As per Prakash, the UGC has developed a broad template and formulated the guidelines to facilitate the implementation of the two systems. The regulatory body will also set up a facilitation cell to extend necessary assistance to the universities in their transition. A suggestion, in this regard, was also accepted at the state education ministers’ conference to set up a joint working group comprising central and state government nominees to iron out the serious issues in executing the CBCS.
While most universities have welcomed the initiative, some have deferred their decision on implementing it with immediate effect from the upcoming academic session owing to depressing reasons. Some vice chancellors of state universities in Madhya Pradesh, reportedly, said they were not in a position to adopt choice-based grading system because of staff crunch. On the other hand, there are some universities which already have enacted the new system. According to Ninge Gowda KN, Registrar (evaluation), Bangalore University, they have implemented both CBCS and CFSD from 2014 and will switch to grades from 2015.
The UGC’s unique move, in one leap, will bring in a fundamental makeover of the higher education system. The Indian university system, at the moment, happens to be amongst the stiffest in the world and allows no luxury of choice. The amalgamation of subjects at the university level is fixed, one cannot mix science with arts or commerce nor is it promising for students to change their stream half-way through a course. The choices for the students are limited and fixed. Although some private institutions have brought in new combinations and an innovative blend of subjects in recent years, it is yet nowhere near a freewheeling choice as in the western education system. For example, it is even disgusting to contemplate a diverse combination of say, Maths, Music and Economics. It is in such a limited system that the UGC now wants the choice to rest with the student. This can make the system flexible
and bring out the best in a student. Besides, innovative combinations have the potential to bring up falling standards and encourage students to do justice
to what they have selected.
Although it’s a step in right direction and win-win situation for the student and the university, regulation and standardisation of higher education should have preceded this decision which was taken during the 11th Plan. Varsities across the country follow diverse practices. Sincethe universities are governed by either Central or State Acts, there is absence of uniformity in admissions, examinations and course content. The same applies to teaching as well as research and is bound to hinder a uniform grading system. Some universities have been following their own grading system for long, while others use the conversion method.

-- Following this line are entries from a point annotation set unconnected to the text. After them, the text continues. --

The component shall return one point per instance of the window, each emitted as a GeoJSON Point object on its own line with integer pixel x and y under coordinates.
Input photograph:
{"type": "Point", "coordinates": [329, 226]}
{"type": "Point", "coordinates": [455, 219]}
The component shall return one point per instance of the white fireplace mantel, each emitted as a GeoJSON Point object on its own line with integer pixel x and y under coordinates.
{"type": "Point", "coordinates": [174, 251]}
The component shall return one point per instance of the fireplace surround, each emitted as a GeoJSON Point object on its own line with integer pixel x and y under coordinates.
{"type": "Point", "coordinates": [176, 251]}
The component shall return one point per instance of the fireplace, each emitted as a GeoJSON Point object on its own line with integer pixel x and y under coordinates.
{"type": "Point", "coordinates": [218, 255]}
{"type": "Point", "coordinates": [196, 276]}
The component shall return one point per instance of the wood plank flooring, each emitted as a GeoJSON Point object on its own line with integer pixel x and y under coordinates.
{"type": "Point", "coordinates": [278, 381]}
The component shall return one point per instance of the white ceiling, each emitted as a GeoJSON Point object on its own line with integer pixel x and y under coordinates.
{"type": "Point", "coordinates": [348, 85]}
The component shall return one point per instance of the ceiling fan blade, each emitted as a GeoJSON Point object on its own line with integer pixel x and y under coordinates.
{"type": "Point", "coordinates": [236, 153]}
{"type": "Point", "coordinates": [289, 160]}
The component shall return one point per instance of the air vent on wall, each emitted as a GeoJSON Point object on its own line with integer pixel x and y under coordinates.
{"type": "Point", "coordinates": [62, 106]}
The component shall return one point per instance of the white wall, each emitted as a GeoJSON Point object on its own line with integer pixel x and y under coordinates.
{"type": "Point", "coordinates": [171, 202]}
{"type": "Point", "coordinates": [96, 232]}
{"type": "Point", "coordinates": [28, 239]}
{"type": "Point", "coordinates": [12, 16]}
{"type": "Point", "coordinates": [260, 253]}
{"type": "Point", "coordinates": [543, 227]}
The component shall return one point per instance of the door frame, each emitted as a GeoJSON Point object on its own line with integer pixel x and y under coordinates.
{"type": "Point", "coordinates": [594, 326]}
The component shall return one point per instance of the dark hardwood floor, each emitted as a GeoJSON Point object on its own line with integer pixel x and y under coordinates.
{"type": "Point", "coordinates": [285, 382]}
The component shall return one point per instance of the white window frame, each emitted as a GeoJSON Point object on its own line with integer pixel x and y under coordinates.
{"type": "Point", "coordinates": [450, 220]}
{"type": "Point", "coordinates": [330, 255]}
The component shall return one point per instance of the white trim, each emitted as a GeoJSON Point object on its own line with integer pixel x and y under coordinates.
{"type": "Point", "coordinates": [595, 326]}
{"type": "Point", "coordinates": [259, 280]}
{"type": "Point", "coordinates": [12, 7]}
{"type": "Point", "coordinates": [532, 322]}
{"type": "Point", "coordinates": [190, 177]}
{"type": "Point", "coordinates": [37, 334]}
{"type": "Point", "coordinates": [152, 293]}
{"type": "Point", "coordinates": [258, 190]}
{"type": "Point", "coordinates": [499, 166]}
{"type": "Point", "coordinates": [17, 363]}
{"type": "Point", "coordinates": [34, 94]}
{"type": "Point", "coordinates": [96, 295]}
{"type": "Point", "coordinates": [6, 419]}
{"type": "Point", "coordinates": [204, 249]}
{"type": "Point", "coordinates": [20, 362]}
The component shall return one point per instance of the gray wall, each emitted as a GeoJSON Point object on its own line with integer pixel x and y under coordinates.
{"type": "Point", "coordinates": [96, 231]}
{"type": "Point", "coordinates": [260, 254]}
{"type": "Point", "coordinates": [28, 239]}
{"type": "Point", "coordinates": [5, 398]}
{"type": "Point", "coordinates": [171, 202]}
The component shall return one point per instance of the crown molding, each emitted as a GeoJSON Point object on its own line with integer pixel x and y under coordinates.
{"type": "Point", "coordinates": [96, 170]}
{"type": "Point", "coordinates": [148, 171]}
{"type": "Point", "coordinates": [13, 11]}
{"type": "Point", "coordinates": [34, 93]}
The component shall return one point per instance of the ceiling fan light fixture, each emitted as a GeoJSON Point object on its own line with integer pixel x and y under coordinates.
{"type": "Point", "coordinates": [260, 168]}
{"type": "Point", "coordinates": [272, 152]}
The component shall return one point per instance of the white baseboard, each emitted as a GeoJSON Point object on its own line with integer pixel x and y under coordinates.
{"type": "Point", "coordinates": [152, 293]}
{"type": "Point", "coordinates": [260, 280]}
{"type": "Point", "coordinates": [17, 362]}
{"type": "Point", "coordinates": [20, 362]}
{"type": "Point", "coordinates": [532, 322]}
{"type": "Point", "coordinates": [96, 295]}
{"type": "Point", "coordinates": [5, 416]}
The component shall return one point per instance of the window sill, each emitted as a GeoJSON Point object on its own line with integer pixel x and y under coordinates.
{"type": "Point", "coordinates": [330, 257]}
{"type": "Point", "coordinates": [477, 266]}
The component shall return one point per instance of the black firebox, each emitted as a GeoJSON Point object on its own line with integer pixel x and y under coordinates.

Though it is hard to say right now, the execution of this novel idea might not be very seamless. As the UGC instructions are not compulsory on private
institutions and it cannot derecognise them for failure to implement the guidelines, where is the uniformity? The variable marking schemes, class sizes and fee structures pose a separate set of challenges. The Centre and states should have, by now, evolved a policy framework for students’ and teachers’ mobility by eliminating major irritants in the education system. Why not implement big ticket higher education reforms that will be structural and ensure
quality? Based on the American model, a choice-based credit system might facilitate students’ movement but rigid rules and a limited choice of subjects can be dampeners. Hence, there should be a regulation of higher education itself, before enacting a uniform grading system.